Giving living donor liver transplant recipients an infusion of immune cells derived from their donor a week before transplantation is feasible, safe — and may lead to recipients being successfully weaned off immunosuppressant medications without rejecting the transplanted organ.
The early-stage clinical trial results by University of Pittsburgh School of Medicine scientists, reported today in Science Translational Medicine, point to a path that may spare organ transplant recipients from the serious side effects of long-term immunosuppressant use, which can include cancer, diabetes, kidney failure and susceptibility to infections.
“These trial results are very encouraging,” said senior author Angus W. Thomson, Ph.D., D.Sc., distinguished professor of immunology and surgery at Pitt and member of the Thomas E. Starzl Transplantation Institute. “Right now, we’re seeing preliminary evidence that this intervention is modifying the recipient’s immune response in such a way that we may be able to safely reduce — or even withdraw — immunosuppression. It would be a significant service to the transplantation community if patients are no longer dependent indefinitely on immunosuppressants.”
Because the liver regenerates, people are able to donate a portion of their liver to someone else in need. Both the part of the liver left in the donor and the part given to the recipient regrow to full-sized livers. This is called a living donor liver transplant, or LDLT.
In a Phase 1 trial, Thomson, in collaboration with Abhinav Humar, M.D., clinical director of the Starzl Transplantation Institute and chief of the Division of Transplantation at UPMC, and the rest of the research team, enrolled 15 patients who were scheduled to receive a LDLT to also receive a donor immune cell infusion and compared them to 40 LDLT patients who did not receive the infusion.
Several weeks before surgery, the research team took blood from the donors for the trial patients and separated out the monocytes, a type of white blood cell. They then induced the monocytes to make regulatory dendritic cells (DCregs) — a type of immune cell that helps the rest of the immune system distinguish foreign invaders that must be eliminated from parts of the body that should be left alone.
A week before the transplantation, the newly made DCregs were infused into the recipient patients. The transplant then proceeded as normal and the patients were given immunosuppressant medications just like they would have if they had not received the DCregs.
The main goal of the trial was to determine feasibility and safety. There were no safety differences between the DCreg infusion patients and the standard-of-care patients. Moreover, it was feasible to add the DCreg infusion to the clinical workflow while still performing the transplantation in a timely manner.
But the researchers took it a step further and checked for differences in immunologic activity between the two patient groups. A year after the transplantation, they found that the patients who received the DCreg infusion also had a reduction in other immune cells that would signal a negative reaction to the transplanted liver. In animal studies this reduction has enabled researchers to successfully wean animals off immunosuppressants.
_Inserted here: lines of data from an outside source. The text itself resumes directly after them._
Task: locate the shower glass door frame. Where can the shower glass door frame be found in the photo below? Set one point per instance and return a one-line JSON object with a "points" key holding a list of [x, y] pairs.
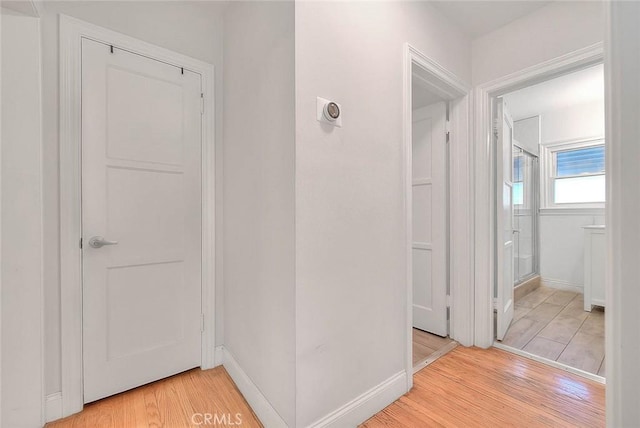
{"points": [[526, 201]]}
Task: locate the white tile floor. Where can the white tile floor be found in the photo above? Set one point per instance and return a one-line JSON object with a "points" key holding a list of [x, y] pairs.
{"points": [[553, 324]]}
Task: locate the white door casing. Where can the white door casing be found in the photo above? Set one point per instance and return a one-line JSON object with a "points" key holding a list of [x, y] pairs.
{"points": [[504, 218], [141, 187], [429, 211]]}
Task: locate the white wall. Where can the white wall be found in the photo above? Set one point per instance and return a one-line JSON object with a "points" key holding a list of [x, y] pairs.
{"points": [[582, 121], [623, 232], [350, 267], [21, 222], [551, 31], [190, 28], [259, 159], [561, 234], [527, 133]]}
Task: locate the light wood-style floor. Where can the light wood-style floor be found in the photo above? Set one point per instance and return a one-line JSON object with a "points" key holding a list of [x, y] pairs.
{"points": [[427, 346], [184, 400], [472, 387], [466, 387], [553, 324]]}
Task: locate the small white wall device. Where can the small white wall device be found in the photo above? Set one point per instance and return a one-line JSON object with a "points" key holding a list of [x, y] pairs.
{"points": [[329, 112]]}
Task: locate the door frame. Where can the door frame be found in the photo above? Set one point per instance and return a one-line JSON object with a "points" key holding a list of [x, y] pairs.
{"points": [[485, 191], [460, 213], [72, 31]]}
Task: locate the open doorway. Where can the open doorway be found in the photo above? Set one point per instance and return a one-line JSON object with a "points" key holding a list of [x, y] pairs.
{"points": [[430, 224], [436, 116], [549, 222]]}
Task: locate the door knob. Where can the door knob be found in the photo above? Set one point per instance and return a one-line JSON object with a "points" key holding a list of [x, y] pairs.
{"points": [[99, 242]]}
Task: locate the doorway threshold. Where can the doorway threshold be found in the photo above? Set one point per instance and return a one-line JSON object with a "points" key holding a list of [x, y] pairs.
{"points": [[433, 357], [549, 362]]}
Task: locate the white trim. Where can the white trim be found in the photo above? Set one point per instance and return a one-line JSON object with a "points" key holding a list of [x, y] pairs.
{"points": [[365, 405], [71, 32], [484, 192], [551, 363], [218, 356], [452, 88], [265, 412], [550, 212], [53, 407], [559, 284]]}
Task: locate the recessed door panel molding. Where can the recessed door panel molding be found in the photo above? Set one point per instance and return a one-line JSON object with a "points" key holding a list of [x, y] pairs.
{"points": [[141, 193], [429, 219]]}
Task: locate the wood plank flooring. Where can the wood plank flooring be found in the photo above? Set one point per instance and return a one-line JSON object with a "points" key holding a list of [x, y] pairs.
{"points": [[472, 387], [426, 345], [553, 324], [184, 400]]}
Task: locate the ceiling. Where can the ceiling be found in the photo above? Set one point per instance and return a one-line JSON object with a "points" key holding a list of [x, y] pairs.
{"points": [[576, 88], [480, 17]]}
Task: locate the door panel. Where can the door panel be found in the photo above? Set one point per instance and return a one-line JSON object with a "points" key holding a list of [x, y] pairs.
{"points": [[429, 210], [504, 220], [141, 140]]}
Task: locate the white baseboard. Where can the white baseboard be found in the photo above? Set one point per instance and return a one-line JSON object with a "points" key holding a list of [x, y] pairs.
{"points": [[562, 285], [258, 402], [53, 407], [366, 405], [218, 356]]}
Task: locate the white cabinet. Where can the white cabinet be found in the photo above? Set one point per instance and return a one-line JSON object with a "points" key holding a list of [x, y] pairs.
{"points": [[594, 266]]}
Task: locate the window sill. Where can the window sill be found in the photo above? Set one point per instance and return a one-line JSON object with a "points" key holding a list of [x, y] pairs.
{"points": [[599, 211]]}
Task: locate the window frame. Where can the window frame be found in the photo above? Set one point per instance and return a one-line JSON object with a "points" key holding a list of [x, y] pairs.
{"points": [[548, 167]]}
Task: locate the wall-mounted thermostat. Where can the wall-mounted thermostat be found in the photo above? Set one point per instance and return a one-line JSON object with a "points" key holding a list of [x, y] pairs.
{"points": [[329, 112]]}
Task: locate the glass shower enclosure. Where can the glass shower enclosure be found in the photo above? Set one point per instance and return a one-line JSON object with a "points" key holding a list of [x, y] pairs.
{"points": [[525, 214]]}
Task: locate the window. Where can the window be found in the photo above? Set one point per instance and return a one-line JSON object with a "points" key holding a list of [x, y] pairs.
{"points": [[518, 179], [576, 174]]}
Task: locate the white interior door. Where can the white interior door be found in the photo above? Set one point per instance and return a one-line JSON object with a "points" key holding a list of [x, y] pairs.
{"points": [[429, 205], [141, 142], [504, 219]]}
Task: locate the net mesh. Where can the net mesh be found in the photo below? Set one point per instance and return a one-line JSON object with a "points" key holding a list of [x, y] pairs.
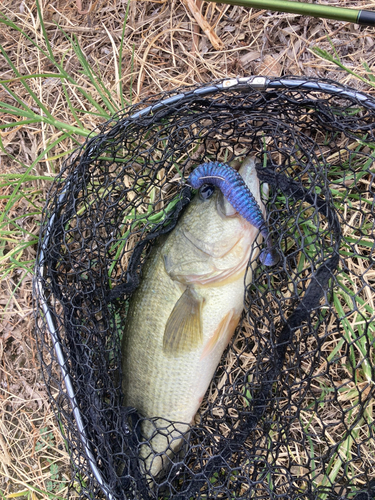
{"points": [[289, 413]]}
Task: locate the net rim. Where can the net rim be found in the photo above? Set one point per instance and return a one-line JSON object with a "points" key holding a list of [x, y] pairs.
{"points": [[259, 83]]}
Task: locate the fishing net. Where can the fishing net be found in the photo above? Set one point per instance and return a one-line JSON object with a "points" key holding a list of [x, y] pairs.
{"points": [[290, 410]]}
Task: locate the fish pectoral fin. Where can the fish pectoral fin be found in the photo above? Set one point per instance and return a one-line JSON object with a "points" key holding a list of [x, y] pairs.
{"points": [[183, 331], [223, 333]]}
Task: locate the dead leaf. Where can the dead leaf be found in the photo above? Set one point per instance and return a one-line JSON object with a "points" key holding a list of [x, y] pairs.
{"points": [[204, 25], [269, 67]]}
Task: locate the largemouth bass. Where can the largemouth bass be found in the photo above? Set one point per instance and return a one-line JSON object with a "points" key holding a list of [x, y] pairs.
{"points": [[183, 314]]}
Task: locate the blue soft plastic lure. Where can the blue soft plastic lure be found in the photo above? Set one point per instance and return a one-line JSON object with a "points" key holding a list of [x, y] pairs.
{"points": [[233, 187]]}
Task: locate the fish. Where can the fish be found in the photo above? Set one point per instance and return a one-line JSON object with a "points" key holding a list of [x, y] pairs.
{"points": [[183, 315], [235, 190]]}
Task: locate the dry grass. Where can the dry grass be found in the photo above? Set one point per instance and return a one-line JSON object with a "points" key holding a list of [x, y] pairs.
{"points": [[164, 48]]}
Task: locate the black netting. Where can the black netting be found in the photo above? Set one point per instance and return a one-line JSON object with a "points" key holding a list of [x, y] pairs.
{"points": [[289, 413]]}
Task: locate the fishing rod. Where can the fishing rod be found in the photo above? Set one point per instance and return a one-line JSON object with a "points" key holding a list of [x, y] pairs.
{"points": [[363, 17]]}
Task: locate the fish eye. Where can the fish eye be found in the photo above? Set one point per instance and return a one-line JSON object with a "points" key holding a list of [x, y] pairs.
{"points": [[206, 191]]}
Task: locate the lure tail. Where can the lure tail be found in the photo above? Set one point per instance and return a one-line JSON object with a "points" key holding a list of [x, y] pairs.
{"points": [[233, 187]]}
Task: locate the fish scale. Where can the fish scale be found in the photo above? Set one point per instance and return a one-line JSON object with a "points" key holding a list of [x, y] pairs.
{"points": [[182, 317]]}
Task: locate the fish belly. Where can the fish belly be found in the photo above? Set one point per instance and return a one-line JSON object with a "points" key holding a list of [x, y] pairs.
{"points": [[171, 388]]}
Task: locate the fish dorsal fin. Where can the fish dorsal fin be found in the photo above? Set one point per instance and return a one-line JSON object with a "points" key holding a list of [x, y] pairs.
{"points": [[183, 331]]}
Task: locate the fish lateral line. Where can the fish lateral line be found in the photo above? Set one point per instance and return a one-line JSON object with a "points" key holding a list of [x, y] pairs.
{"points": [[238, 194]]}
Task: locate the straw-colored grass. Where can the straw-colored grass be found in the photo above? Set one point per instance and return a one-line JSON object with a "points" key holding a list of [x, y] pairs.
{"points": [[58, 81]]}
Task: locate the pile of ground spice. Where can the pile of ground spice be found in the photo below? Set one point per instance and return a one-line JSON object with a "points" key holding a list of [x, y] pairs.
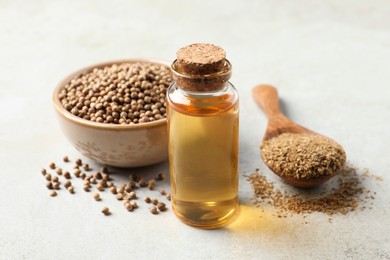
{"points": [[303, 156], [345, 194]]}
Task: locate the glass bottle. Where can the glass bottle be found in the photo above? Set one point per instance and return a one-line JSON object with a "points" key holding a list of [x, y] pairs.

Interestingly, the transplanted DCregs persisted in the recipient patients for only a few days. But during that time, they were able to produce tiny particles called exosomes that allow cells to communicate by transferring messages from one cell to another, influencing a variety of cellular behaviors.
“We believe that these donor-derived exosomes are preemptively conditioning the prospective LDLT recipient to see donor cells as safe,” said Thomson. “A year post-transplant, clinicians will then determine which patients can start tapering off immunosuppressants. Then time will tell if our approach works.”